Tuesday, May 22, 2007

Changing Evangelical Attitudes Toward Mary

Michael Spencer has an interesting interview with NT scholar Scott McKnight about changing evangelical attitudes toward Mary. Here's a snippet about how far evangelicals are willing to "ride the 'Mary Bus'":

Different evangelicals will get off at different stops. I encounter some evangelicals who won’t get on a bus with the name “Mary” on it or near it. My own experience with these sorts is that they have reacted, justifiably, to Marian extravagances in their past or in the their family. Others are quite happy to appreciate a Mary who learned, as did Peter, that the vision of Messiah Jesus was revealing was one that required they surrender their political vision for a cross vision. Some high church evangelicals, on the other hand, are quite happy to embrace the historic center of the Church on Mary — including perpetual virginity and immaculate conception. Recently an editor of a magazine said he embraced those things because the Church has always embraced those traditions.

I'll have to go look it up again, but I recall that the doctrine of the immaculate conception only emerged during the Renaissance, and was formally promulgated in the 19th Century. Anyway, I'll be glad to ride the Mary Bus as far as "Mary is a great role model for Christians", and thereafter get off. The Via Media has its limits.

UPDATE: Related: Why so many evangelicals are
converting to Roman Catholicism:

A major attraction of Roman Catholicism is the desire to belong to a church that is really, really big. Many evangelicals have acquired a morbid love of big churches. There is no megachurch as mega as the Church of Rome. A TV preacher might build himself an empire from an auditorium designed to look like a shopping mall, but that is no match for an actual empire, ruled by an actual monarch, from the Sistine Chapel. Both evangelicals and Catholics are attracted to theologies of glory.

(Hat tip) I agree. Additionally, there are many sectors of evangelicism which have a complete disdain for tradition -- only the new, the fresh, and the contemporary is valuable. It makes the church hip, but it also gives people a sense of rootlessness. Roman Catholics know that they are a part of something that always has been and always shall be. The Catholic Church is the very antithesis of the Church of What's Happening Now. It is unconcerned with marketing data, and therefore lacks the sense of crass commercialism and consumerism that pervades much of modern evangelicisim. If you look at a Catholic cathedral, you know that it'll be here a hundred years from now. If you look at a mall-like megachurch, you wonder if it'll be here when the current pastor leaves. One of the major appeals of Catholicism is its permanence and stability. In a world of rapid change, people crave stability. They yearn to know that they are a part of something that has a long history and a long future.

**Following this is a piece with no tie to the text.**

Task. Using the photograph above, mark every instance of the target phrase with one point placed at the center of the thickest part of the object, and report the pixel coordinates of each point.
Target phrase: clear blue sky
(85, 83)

The Ironic Catholic said...

Gosh, I feel like I should comment, but I don't know what to say.

Personally, I don't see Evangelicals converting to RC in droves, but then again, I live in Minnesota. :)

I liked the links and the comments on the Internet Monk site...particularly one by a Catholic young woman who said "by Evangelicals focusing on Mary, they are taking her out of the context of the Gospel and the primacy of Jesus Christ. We aren't the ones messing that up." (or something like that). I do think that's key.

truevyne said...

So glad you wrote your own thoughts, because the excerpts didn't seem to match your usual grace or humor. Though I'm Catholic, criticism can get under my skin. I did not like the Falwell bashing I've run across lately either.
I believe people convert to the Catholic church, because they are drawn to a deep expression of Christ they find there.

John said...

I ignored Falwell in life, and in death. Except for this bizarre dream that I had about him a year ago. I dreamed that my mother and I showed up at his church on Sunday morning. It was a communion Sunday. We found the liturgy confusing, because instead of wafers and wine or a loaf and grape juice, the elements were Wonder Bread and grape jelly.

Sally said...

interesting post John- thank you for these thoughtful words... conversions to RC are for varied reasons in the UK, not least due to the acceptance of female clergy!